Мы остановимся прежде всего на К. Д. Кавелине, в котором впервые с полной отчетливостью выступили черты «полупозитивизма». Они, собственно, уже проявились с достаточной ясностью у Герцена, но Герцен был все же очень связан с идеализмом, а в его трагическом построении не было того «сциентизма», который так много фальши внес в искания русских мыслителей. Творчество К. Д. Кавелина в области философии было невелико, но оно лучше других вводит в диалектику «полупозитивизма».

2. Константин Дмитриевич Кавелин (1818–1885) поступил (17–ти лет) в Московский Университет и был в юные годы близок к Киреевским и его родным, — но в то же время он был близок и к Белинскому, который был его домашним учителем. Влияние Белинского было решающим, и Кавелин на всю жизнь остался «западником». Чуть–чуть позже он сближается с Грановским и Герценом, пишет ряд замечательных статей по истории России, где уже выступает характерная для него защита идеи личности. Он становится профессором в Петербурге и скоро был приглашен в преподаватели Наследнику; связи его с высшими. кругами особенно окрепли при Александре II, когда подготовлялось освобождение крестьян.
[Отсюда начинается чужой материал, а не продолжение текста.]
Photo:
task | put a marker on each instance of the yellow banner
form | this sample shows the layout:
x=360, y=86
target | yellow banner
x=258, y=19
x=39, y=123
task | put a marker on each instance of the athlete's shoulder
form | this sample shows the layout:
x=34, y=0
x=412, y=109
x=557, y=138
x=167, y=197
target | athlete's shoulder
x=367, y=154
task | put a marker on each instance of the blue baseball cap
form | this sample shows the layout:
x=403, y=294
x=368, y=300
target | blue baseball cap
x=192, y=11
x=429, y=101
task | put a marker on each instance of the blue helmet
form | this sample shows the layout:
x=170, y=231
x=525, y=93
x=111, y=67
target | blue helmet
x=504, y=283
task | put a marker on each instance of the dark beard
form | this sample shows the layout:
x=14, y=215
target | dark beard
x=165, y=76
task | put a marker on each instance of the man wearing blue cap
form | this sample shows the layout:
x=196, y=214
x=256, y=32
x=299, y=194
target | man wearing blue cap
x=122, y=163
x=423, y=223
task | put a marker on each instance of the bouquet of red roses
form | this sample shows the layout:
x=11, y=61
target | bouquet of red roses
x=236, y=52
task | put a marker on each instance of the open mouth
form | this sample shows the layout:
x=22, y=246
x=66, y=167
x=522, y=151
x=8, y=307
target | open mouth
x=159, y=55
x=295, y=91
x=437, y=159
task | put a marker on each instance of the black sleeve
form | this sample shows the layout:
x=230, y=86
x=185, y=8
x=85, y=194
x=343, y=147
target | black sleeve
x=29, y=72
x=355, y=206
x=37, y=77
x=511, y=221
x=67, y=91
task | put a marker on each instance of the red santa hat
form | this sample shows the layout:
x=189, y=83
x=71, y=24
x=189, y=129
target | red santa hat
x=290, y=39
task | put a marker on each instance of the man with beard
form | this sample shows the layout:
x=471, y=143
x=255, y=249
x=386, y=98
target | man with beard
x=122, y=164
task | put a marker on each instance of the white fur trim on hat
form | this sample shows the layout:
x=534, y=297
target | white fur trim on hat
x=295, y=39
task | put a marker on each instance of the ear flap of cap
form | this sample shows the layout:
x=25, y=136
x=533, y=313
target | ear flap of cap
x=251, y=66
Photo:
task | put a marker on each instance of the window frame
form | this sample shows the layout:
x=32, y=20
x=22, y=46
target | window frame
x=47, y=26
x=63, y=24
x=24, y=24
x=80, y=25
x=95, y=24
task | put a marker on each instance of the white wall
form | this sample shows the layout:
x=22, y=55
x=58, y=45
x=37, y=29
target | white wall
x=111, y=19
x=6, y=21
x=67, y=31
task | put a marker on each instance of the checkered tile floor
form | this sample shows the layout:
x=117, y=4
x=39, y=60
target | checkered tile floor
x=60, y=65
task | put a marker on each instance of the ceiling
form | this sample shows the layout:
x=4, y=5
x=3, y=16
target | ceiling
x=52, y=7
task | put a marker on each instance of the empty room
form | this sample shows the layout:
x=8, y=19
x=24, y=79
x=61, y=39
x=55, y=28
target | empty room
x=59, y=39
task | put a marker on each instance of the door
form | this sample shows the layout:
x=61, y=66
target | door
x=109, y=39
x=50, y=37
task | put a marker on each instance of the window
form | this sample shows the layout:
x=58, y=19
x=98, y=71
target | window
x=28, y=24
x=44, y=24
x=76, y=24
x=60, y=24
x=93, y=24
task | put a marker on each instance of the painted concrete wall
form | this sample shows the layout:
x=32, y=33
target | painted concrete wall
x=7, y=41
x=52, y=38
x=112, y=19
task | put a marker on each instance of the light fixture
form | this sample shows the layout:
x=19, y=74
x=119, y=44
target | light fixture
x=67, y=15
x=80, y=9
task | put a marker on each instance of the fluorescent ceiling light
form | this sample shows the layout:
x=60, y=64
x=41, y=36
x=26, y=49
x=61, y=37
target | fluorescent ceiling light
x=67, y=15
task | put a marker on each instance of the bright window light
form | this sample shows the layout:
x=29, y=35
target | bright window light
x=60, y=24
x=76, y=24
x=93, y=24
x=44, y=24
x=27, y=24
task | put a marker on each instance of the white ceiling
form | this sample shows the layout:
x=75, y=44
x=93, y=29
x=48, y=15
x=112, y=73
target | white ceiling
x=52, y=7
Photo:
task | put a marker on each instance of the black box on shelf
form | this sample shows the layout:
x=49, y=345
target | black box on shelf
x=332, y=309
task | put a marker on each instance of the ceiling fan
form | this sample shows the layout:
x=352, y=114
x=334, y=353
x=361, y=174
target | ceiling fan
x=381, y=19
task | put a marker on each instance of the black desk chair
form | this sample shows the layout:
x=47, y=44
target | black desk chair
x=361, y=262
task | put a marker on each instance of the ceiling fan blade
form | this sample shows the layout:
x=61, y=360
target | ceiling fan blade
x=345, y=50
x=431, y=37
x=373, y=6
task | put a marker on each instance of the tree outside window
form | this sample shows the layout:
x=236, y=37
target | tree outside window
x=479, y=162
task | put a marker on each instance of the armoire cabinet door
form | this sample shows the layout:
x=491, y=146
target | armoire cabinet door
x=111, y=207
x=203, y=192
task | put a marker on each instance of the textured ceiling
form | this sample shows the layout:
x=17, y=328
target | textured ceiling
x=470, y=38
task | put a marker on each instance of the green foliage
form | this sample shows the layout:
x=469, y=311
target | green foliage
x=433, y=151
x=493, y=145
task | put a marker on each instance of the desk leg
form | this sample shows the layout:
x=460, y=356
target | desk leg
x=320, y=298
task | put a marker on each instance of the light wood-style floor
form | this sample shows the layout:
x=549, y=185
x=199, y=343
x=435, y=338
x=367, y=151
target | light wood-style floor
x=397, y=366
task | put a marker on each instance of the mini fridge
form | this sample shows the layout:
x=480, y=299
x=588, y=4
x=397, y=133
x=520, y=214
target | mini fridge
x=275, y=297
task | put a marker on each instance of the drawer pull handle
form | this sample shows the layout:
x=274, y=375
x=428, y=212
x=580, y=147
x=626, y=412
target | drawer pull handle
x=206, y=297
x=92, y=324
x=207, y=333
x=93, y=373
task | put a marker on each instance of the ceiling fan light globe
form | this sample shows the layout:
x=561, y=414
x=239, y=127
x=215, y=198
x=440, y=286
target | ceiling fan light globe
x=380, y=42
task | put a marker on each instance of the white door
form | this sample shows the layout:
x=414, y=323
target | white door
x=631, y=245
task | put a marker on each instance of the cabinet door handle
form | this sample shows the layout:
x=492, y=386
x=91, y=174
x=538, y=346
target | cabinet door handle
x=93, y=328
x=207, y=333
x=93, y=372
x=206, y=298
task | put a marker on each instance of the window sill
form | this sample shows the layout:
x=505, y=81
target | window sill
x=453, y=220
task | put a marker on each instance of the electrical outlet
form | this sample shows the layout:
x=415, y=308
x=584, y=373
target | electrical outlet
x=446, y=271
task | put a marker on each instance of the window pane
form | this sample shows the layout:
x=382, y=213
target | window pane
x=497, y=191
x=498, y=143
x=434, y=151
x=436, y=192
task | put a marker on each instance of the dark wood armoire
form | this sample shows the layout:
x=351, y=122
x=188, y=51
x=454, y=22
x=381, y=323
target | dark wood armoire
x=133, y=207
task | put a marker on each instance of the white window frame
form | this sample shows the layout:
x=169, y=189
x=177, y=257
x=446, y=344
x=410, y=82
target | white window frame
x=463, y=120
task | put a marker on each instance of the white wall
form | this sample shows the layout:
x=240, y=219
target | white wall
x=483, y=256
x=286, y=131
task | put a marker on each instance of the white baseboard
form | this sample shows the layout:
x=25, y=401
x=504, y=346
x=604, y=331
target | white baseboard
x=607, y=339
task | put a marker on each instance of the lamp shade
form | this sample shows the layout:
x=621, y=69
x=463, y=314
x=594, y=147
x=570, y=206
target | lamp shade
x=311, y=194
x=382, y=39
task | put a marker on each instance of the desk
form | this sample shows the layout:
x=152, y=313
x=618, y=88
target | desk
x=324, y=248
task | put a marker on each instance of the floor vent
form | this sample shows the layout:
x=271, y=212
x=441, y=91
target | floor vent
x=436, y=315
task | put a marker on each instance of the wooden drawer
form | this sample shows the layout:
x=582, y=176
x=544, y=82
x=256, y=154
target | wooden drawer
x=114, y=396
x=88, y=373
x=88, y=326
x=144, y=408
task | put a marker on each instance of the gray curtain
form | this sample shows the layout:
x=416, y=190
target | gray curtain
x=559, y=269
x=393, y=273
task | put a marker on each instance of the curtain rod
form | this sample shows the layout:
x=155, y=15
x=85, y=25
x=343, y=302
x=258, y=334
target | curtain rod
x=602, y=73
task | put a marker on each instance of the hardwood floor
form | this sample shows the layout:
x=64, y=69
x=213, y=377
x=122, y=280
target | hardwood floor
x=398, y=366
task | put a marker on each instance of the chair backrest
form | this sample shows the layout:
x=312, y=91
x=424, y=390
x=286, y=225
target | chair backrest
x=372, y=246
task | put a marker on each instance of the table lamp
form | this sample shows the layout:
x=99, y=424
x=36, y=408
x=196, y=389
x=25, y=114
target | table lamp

Кавелин был одним из самых видных и достойных представителей русской интеллигенции,[873] в частности, русского либерализма. К философии он долгое время, казалось, не имел отношения, но уже в начале 60–ых годов он выступил с рядом этюдов, которые были потом собраны в две книги: «Задачи психологии» и «Задачи этики».[874] О первой книге мы уже имели случай упоминать, когда излагали идеи Ю. Ф. Самарина, который вступил с Кавелиным в научную полемику.